The plasma vitamin C test involves venipuncture, drawing blood from the inner elbow or back of the hand and storing it in a sealed container. Results are typically available within three to four days.
While plasma vitamin C concentration reflects recent dietary intake, the vitamin C level in leukocytes (white blood cells) is a better indicator of the body’s vitamin C stores. The leukocyte vitamin C assay is designed to determine the concentration of vitamin C inside white blood cells. It involves isolating leukocytes from a blood sample, treating them with a reducing agent to release intracellular vitamin C, and then quantifying the vitamin C concentration, typically using colorimetric or fluorometric methods.

What Happens if I Get Too Much Vitamin C?

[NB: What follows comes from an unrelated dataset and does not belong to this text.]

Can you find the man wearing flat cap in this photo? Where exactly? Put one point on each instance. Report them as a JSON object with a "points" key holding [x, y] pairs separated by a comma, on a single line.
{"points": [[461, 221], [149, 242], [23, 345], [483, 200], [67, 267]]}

As a water-soluble vitamin, vitamin C is generally safe at high doses with low toxicity. The main side effects of vitamin C excess (aka, toxicity) include diarrhea, nausea, abdominal cramps, and other digestive issues.

Infants born to mothers taking high doses of vitamin C (over 6,000 milligrams) may experience rebound scurvy due to a sudden drop in their vitamin C intake after birth. Pregnant women should consult their doctor before consuming over 1,000 milligrams of vitamin C.

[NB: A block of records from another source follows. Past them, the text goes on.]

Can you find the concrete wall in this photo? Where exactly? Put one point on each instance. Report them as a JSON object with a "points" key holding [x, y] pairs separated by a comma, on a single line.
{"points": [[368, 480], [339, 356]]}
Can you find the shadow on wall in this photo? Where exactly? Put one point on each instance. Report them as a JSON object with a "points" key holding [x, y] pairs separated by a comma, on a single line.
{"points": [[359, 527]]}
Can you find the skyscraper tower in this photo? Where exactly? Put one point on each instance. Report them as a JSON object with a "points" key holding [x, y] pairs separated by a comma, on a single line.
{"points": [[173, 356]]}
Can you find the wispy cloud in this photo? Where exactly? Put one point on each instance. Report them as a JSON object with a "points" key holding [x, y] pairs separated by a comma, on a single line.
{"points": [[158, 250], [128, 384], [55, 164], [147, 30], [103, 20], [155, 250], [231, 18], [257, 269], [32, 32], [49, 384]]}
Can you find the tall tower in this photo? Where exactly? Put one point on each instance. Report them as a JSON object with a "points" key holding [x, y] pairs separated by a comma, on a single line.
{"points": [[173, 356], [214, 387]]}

The FNB has also set upper limits (ULs) for vitamin C, which apply to both dietary sources and supplements.
The upper limits for vitamin C intake are the same for both sexes and are as follows:

Birth to 12 months: unestablished

1 to 3 years: 400 milligrams
4 to 8 years: 650 milligrams
9 to 13 years: 1,200 milligrams
14 to 18 years: 1,800 milligrams
14 to 18 years (pregnancy): 1,800 milligrams
14 to 18 years (lactation): 1,800 milligrams
Over 19 years: 2,000 milligrams
Over 19 years (pregnancy): 2,000 milligrams
Over 19 years (lactation): 2,000 milligramsThese ULs don’t apply to individuals receiving vitamin C for medical treatment.

Which Medications Interact With Vitamin C?

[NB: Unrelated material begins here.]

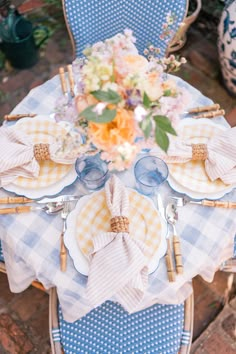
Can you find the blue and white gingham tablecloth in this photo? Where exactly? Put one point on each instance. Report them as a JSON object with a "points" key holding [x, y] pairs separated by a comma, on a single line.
{"points": [[31, 241]]}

Before taking vitamin C supplements, inform your doctor of all your current medications and dietary supplements. At least 30 medications reportedly interact with vitamin C. Some examples include:Aspirin and nonsteroidal anti-inflammatory drugs (NSAIDs): These medicines can decrease the amount of vitamin C in your body by increasing its loss through urine. Conversely, high doses of vitamin C can lead to higher levels of these drugs in your bloodstream.
Oral contraceptives and hormone replacement therapy (HRT): When taken with birth control pills and HRT, vitamin C can cause an increase in estrogen levels.
Acetaminophen: High doses of vitamin C can reduce the amount of acetaminophen excreted in urine, potentially increasing the levels of this drug in your bloodstream.
Certain antibiotics: Taking vitamin C with antibiotics tetracycline, minocycline, and doxycycline might increase their levels in the body. However, they can also reduce the effectiveness of vitamin C.
Barbiturates: Barbiturates such as phenobarbital, pentobarbital, and seconobarbital can reduce vitamin C’s effectiveness.
Aluminum-containing antacids: Vitamin C can enhance the absorption of aluminum from these medications, potentially intensifying their side effects.
Warfarin: Vitamin C has occasionally been reported to interfere with the effectiveness of the blood-thinning medication warfarin.